See examples/ directory for:

• basic/ - Simple usage with mock repository
• http-server/ - REST API integration example
• monitoring/ - Event bus integration for metrics
• helpers/ - Common utility functions

Multi-Service Deployments

Multiple services can share the same PostgreSQL database using different table prefixes. Each service uses its own prefix to ensure complete data isolation:

// Service A: "orders" service
schemaConfigA, _ := hookd.NewSchemaConfig("orders")
schemaMgr := hookd.NewSchemaManager(db, schemaConfigA)
schemaMgr.EnsureSchema(ctx) // Creates: orders_hookd_subscriptions, etc.
repoA, _ := hookd.NewPostgresRepository(dbURL, hookd.WithTablePrefix("orders"))

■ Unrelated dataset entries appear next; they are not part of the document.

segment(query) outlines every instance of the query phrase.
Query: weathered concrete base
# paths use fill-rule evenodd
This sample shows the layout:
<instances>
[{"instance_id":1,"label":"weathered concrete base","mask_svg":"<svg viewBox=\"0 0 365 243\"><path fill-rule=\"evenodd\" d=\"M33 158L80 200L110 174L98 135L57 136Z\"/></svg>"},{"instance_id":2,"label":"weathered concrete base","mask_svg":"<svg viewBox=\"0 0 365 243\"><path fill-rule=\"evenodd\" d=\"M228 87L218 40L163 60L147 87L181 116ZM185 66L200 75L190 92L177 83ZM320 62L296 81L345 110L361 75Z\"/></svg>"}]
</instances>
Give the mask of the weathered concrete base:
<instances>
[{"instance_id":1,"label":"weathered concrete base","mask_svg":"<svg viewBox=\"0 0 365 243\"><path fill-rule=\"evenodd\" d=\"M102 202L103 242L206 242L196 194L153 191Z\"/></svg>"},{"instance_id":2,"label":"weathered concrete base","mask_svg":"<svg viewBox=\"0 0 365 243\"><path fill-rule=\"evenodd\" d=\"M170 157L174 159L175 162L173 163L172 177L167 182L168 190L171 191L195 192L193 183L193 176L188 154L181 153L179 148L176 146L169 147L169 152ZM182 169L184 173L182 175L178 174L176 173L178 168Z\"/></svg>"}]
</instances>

// Service B: "payments" service (same database, different prefix)
schemaConfigB, _ := hookd.NewSchemaConfig("payments")
hookd.NewSchemaManager(db, schemaConfigB).EnsureSchema(ctx)
repoB, _ := hookd.NewPostgresRepository(dbURL, hookd.WithTablePrefix("payments"))

Key Points:

• Prefix Required: NewPostgresRepository() requires WithTablePrefix() - there's no default
• Validation: Prefix must be lowercase alphanumeric + underscore, max 32 characters
• Idempotent: EnsureSchema() is safe to call multiple times (creates only if missing)
• Schema Version: On version mismatch, schema is dropped and recreated (no data migration)

Configuration

Config Options Explained

config := hookd.NewConfig(databaseURL)

// Worker Configuration
config.WorkerCount = 10                    // Number of concurrent delivery workers
config.QueuePollInterval = 1000            // How often to check for pending deliveries (ms)
config.MaxBatchSize = 100                  // Max deliveries to fetch per poll

// Retry Configuration
config.DefaultMaxRetries = 3               // Default retry attempts (overridable per subscription)
config.DefaultInitialBackoffMs = 1000      // First retry after 1s
config.DefaultMaxBackoffMs = 60000         // Max retry delay of 60s
config.DefaultBackoffFactor = 2.0          // Double the delay each retry

// Circuit Breaker Configuration
config.CircuitBreakerThreshold = 5         // Open circuit after 5 consecutive failures
config.CircuitBreakerTimeoutMs = 60000     // Keep circuit open for 60s
config.CircuitBreakerHalfOpenRequests = 3  // Need 3 successes to close circuit

// HTTP Configuration
config.DeliveryTimeoutMs = 30000           // Timeout for webhook HTTP requests (30s)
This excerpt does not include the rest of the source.